Esperienze lavorative

  • Copywriter presso Verve Adv Srl – dal novembre 2017 ad oggi
  • Copy chief presso UpAdv Srl – dal gennaio 2017 al novembre 2017
  • Libero professionista – da maggio 2016 a gennaio 2017
  • Responsabile Comunicazione Marte Mediateca Srl – da luglio 2015 a marzo 2017
  • Copywriter presso About Lab Srl – da novembre 2014 a luglio 2015
  • Copywriter presso Calenda166 Coworking – da gennaio 2013 a novembre 2014

Skills

  • Esperto WordPress e Woocommerce
  • Ottima conoscenza di Photoshop, Illustrator, Premiere, After Effect
  • Esperto di Social Media e di gestione delle inserzioni pubblicitarie
  • Esperto di Google AdWords
  • Ottima conoscenza degli strumenti fotografici (attrezzatura: Sony Nex 6, Sony HandyCam 4k)
  • Ottima conoscenza del pacchetto Office
  • Ottima conoscenza degli ambienti iOS e Linux
  • Ottima conoscenza linguaggio HTML
  • Ottime doti relazionali e organizzative

 

Formazione e Certificazioni

  • Certificazione Google Digital Training
  • Certificazione SEO e SEM rilasciata da Ninja Marketing
  • Certificazione Web Writing e Web Editing rilasciata dal Sole24ore Business School
  • Certificazione Responsabile Documentale Digitale D’Impresa rilasciata dalla Media Artex – Microsoft Partner
  • Laureando in Economia e Gestione delle Pubbliche Amministrazioni
  • Maturità Classica

 


Mi occupo di parole.

Quando a tredici anni ti regalano Linux Mandrake, a venti la versione Ubuntu ti sembra per principianti.

Poi inizia a piacerti, l’informatica dico, e alcune definizioni da parole crociate per le funzioni di Microsoft Word ti sembrano così assurde!

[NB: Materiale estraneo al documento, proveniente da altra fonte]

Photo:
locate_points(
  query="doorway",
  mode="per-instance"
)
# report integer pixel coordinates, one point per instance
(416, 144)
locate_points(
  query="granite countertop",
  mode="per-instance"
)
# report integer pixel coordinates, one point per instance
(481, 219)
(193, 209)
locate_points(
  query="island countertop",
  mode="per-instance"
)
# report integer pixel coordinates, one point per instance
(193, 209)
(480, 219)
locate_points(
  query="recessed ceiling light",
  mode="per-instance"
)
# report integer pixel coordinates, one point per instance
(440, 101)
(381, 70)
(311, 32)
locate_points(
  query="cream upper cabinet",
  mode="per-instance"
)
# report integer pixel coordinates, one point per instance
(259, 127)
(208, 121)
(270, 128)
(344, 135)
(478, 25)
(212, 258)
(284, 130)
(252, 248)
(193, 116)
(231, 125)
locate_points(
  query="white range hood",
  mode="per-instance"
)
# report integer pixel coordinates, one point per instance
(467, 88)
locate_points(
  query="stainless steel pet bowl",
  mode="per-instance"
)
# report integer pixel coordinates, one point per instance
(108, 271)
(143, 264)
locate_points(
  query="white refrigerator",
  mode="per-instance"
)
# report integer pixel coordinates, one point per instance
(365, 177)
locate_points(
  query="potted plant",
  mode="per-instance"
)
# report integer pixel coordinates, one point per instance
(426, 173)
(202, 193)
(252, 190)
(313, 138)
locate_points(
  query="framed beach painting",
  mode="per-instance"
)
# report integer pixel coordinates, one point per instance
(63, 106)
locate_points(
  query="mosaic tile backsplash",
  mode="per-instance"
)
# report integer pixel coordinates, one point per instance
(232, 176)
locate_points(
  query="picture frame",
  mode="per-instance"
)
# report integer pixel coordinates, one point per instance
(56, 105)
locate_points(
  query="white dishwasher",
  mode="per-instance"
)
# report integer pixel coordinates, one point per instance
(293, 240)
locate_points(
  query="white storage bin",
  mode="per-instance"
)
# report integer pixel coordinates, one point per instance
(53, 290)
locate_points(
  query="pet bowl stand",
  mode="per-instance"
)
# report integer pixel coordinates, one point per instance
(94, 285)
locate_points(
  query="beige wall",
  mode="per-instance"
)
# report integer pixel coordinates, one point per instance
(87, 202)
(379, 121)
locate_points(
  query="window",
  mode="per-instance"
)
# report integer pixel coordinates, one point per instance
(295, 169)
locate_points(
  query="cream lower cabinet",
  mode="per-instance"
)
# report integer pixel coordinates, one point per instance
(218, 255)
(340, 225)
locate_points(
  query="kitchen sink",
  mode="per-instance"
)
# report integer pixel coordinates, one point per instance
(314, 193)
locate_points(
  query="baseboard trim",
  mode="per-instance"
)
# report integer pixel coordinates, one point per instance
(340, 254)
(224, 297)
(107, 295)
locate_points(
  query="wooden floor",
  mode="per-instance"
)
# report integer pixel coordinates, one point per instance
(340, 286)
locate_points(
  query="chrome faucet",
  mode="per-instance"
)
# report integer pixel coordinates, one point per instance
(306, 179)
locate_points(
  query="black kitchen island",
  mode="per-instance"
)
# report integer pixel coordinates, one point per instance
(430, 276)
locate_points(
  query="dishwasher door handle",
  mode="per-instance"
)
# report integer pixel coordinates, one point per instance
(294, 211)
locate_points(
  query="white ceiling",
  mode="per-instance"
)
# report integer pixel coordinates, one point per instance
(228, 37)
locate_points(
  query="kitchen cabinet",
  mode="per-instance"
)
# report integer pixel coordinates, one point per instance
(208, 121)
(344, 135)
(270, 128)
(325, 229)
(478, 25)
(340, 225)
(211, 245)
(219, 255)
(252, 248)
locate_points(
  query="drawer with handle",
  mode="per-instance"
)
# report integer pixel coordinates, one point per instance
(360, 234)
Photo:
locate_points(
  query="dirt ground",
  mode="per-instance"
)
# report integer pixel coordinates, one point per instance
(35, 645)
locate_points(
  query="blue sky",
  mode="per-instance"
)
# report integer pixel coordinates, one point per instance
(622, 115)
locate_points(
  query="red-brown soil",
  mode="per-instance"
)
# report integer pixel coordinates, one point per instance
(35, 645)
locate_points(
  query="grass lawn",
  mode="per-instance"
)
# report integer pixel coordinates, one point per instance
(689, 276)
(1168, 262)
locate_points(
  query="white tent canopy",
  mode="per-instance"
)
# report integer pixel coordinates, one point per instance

Sono operazioni, oramai, automatiche.

E poi vivi il periodo mIRC, compili in html il tuo script personale e cancelli un paio di icone dal desktop di qualche tuo amico con un trojan. Ma è già il momento di Msn, quando gli ormoni sono a mille, e trovare la e-mail della tipa che ti piace non è così facile come sembra. “Che vergogna”, pensi.

Poi arriva Facebook, ecco, e la vergogna scompare. Ti iscrivi per trovare qualche foto di una tua vacanza a Bruxelles, nel marzo del 2008, caricate da Tom, belga doc. Ad agosto si iscrivono tutti e “aggiungi” tutti e pensi che oltre alle ragazze possono crearsi interazioni che con mIRC e Msn prima erano impossibili.

Nel frattempo, in preda ad una febbre da cavallo che speri di curare con una bottiglia di vino intera, ti ritrovi a scrivere di getto un piccolo romanzo. Poche migliaia di caratteri (spazi inclusi, eh!) che ti piacciono tanto, ti liberano e ti rilassano. Ti piace scrivere.

Mentre poi decidi a quale facoltà iscriverti (medicina? no! ingegneria? ma scherziamo?) ti iscrivi a Twitter e non capisci a cosa serve e lo lasci “in quarantena”, come uno strumento del demonio che tutti dicono abbia un potenziale.

Scegli economia, studi il mercato, le varie forme e criticità, l’assurdità di una sua ipotetica “perfezione”. E poi gestione del personale, marketing, e poi capisci che esistono delle regole e trovi interessante anche il diritto. Nel frattempo ti iscrivi a Instagram e ti senti fotografo con tutti quei filtri. E, naturalmente, continui a scrivere. Romanzi? Anche. Ti chiedi come possa essere fare il giornalista, decodificare un comunicato stampa illegibile, andare a noiosissime conferenze e incontri e presentazioni di libri. In quante battute devo descrivere questa schifezza? “Mi servirà”, pensi, “mi servirà”. E infatti mi è servito.

Scrivere pezzi sul web è diverso: hai una infarinatura di html, conosci le app per personalizzare le foto, hai sentito così tanta musica da chiederti “cos’è un embed?”. Le regole sono diverse. Dicono si chiami SEO. E vai avanti così, imparando, capendo che Twitter serve, che Google+ apparentemente, invece, non serve, che i social network non sono più uno strumento adolescenziale.

Capisci che saper scrivere è fondamentale, ma è anche inutile se non conosci i tuoi lettori, se non fai una ricerca di mercato.

È bello sapere che un piacere come la scrittura si sia unito con prepotenza ai tuoi studi economici.

Potrebbe essere tutto così fluido… se solo assecondassimo le nostre passioni e i nostri obblighi.

   Questo è il motivo per cui ho scelto di essere un copywriter. Nient’altro che per parte della mia vita.